You can get much the same effect as the jump command by storing a new value in the register $pc. The difference is that this doesn't start your program running; it only changes the address of where it will run when you continue. For example:

set $pc = 0x485

makes the next continue command or stepping command execute at address 0x485, rather than at the address where your program stopped. See "Continuing and stepping."

The most common occasion to use the jump command is to back up -- perhaps with more breakpoints set -- over a portion of a program that has already executed, in order to examine its execution in more detail.

Giving your program a signal

signal< signal
Resume execution where your program stopped, but immediately give it the given signal. The signal can be the name or number of a signal. For example, on many systems signal 2 and signal SIGINT are both ways of sending an interrupt signal.

Alternatively, if signal is zero, continue execution without giving a signal. This is useful when your program stopped on account of a signal and would ordinary see the signal when resumed with the continue command; signal 0 causes it to resume without a signal.

The signal command doesn't repeat when you press Enter a second time after executing the command.

Invoking the signal command isn't the same as invoking the kill utility from the shell. Sending a signal with kill causes GDB to decide what to do with the signal depending on the signal handling tables (see "Signals"). The signal command passes the signal directly to your program.

Returning from a function

return
return expression
You can cancel the execution of a function call with the return command. If you give an expression argument, its value is used as the function's return value.
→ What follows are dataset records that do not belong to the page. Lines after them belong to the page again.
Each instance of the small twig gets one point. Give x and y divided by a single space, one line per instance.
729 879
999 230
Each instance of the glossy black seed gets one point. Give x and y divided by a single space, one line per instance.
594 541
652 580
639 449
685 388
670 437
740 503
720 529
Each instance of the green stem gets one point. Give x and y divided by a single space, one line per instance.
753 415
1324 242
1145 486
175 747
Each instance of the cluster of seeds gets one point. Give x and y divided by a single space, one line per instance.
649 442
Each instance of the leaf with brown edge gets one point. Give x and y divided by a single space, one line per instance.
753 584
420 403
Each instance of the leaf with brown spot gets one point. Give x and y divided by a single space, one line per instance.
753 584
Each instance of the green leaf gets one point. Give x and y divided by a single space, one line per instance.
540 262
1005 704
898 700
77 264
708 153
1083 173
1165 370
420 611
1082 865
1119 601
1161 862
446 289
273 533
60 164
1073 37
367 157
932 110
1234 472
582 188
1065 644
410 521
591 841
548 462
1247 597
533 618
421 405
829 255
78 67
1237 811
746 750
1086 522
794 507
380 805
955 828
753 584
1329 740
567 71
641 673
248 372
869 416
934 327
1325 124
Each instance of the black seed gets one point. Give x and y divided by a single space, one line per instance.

When you use return, GDB discards the selected stack frame (and all frames within it). You can think of this as making the discarded frame return prematurely. If you wish to specify a value to be returned, give that value as the argument to return.
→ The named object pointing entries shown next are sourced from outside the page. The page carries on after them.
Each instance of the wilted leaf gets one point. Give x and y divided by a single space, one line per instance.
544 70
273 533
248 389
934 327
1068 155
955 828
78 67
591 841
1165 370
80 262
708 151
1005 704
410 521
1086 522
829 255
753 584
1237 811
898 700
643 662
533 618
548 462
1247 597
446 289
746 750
This pops the selected stack frame (see "Selecting a frame") and any other frames inside it, leaving its caller as the innermost remaining frame. That frame becomes selected. The specified value is stored in the registers used for returning values of functions.
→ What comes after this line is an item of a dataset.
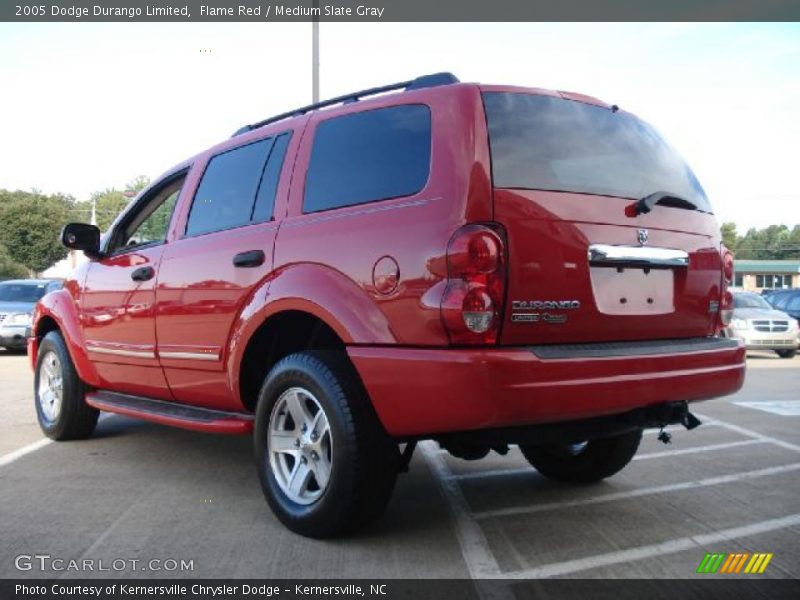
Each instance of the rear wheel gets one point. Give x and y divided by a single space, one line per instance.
325 463
585 462
59 393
The return command doesn't resume execution; it leaves the program stopped in the state that would exist if the function had just returned. In contrast, the finish command (see "Continuing and stepping") resumes execution until the selected stack frame returns naturally.

Calling program functions

call expr
Evaluate the expression expr without displaying void returned values.

You can use this variant of the print command if you want to execute a function from your program, but without cluttering the output with void returned values. If the result isn't void, it's printed and saved in the value history.

A user-controlled variable, call_scratch_address, specifies the location of a scratch area to be used when GDB calls a function in the target. This is necessary because the usual method of putting the scratch area on the stack doesn't work in systems that have separate instruction and data spaces.

Patching programs

By default, GDB opens the file containing your program's executable code (or the core file) read-only. This prevents accidental alterations to machine code; but it also prevents you from intentionally patching your program's binary.

If you'd like to be able to patch the binary, you can specify that explicitly with the set write command. For example, you might want to turn on internal debugging flags, or even to make emergency repairs.

set write on
set write off
If you specify set write on, GDB opens executable and core files for both reading and writing; if you specify set write off (the default), GDB opens them read-only.

If you've already loaded a file, you must load it again (using the exec-file or core-file command) after changing set write for your new setting to take effect.

show write
Display whether executable files and core files are opened for writing as well as reading.